Indeed, the government should just concentrate on making the bidding transparent and on avoiding past pitfalls. It should heed lessons learned from the bidding of Terminal 3 of the Ninoy Aquino International Airport (Naia 3). The Supreme Court (Agan v. Piatco, May 5, 2003) said that this PPP was doomed from the very start because the Philippine International Air Terminal Co. (Piatco) was allowed to bid even if it did not have the financial capacity required by law and the bidding rules. Piatco was eventually chosen as the winning bidder.

While the project was estimated to cost over P9 billion for which bidders were required by the rules to have an equity of at least P2.7 billion, Piatco was found to have a total net worth of “only P558,384,871.55 or only 6.08 percent of the project cost.”
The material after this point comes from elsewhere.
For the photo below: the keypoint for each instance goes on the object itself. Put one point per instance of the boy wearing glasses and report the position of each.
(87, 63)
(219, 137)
Selecting the right partner. Learning from this lesson, the government should include in the bidding only those conglomerates with proven financial capacity to undertake big ticket projects. It is not difficult to identify them. As can easily be computed from the stock market, the country’s largest-capitalized mother companies (in billion pesos as of March 16, 2011) are PLDT (P387), SMC (P375), SM Investments (P315), Aboitiz Equity Ventures (P228), Ayala Corp. (P172), JG Summit (P133), Metrobank (P130), Alliance Global (P116), Energy Development Corp. (P116), DM Consunji (P104), etc.

If we add their big related companies, the market caps of these conglomerates could double or triple. For example, Meralco (P255), Philex Mining (P70) and Metro Pacific Investments (P68) could be grouped with PLDT; San Miguel Beer (P478), Purefoods (P267) and Petron (P137) with SMC; SM Prime (P157) and Banco de Oro (P128) with SM Investments; Ayala Land (P199), BPI (P195) and Globe Telecom (P91) with Ayala Corp.; etc.

My point is that these blue chips, together with their foreign partners, could easily undertake the PPP projects if the bidding rules are transparent, fair and followed faithfully.

Reserved for Filipinos. Most of the PPPs are infrastructures like toll roads, airports and railways, which are reserved by the Constitution to corporations that are 60 percent-owned and-controlled by Filipinos.

Thus, it makes sense to encourage qualified Filipino companies to participate in the PPP program. While it is good to invite foreign investors, they must be told in no uncertain terms that they can participate only as minority partners, at most 40 percent, of bona fide Filipino corporations. One pitfall to avoid is to invite foreign groups, which may wittingly or unwittingly find the PPP projects so attractive as to tempt them to circumvent our laws by using Filipino dummies as fronts.

In fact, one major problem that besieged the Naia 3 project is the alleged violation of our Anti-Dummy Law by Fraport, the German partner of Piatco. This was a major defense of the Philippine government in the arbitration suits brought by Fraport and Piatco in Washington DC and Singapore. (For details, see my columns on Jan. 9 and 16, 2011).

One other lesson. The Naia 3 PPP contract contained a stipulation that to resolve a dispute, the parties (Piatco and the government) could avail of arbitration outside the territory of the Philippines. This is why, even while our Supreme Court had already ruled in favor of the government, an arbitration suit still pended in Singapore, thereby nullifying the finality of the Court’s decision.

One final lesson. To attract investments, past administrations entered into treaties, which allowed foreign investors to sue the Philippines in foreign arbitral bodies. These treaties that surrendered Philippine sovereignty should be reviewed so they could not be used to harass or delay future PPPs.

In sum, Aquino’s economic team is right in fast-tracking new PPPs but should avoid the pitfalls that bedeviled and delayed the past ones.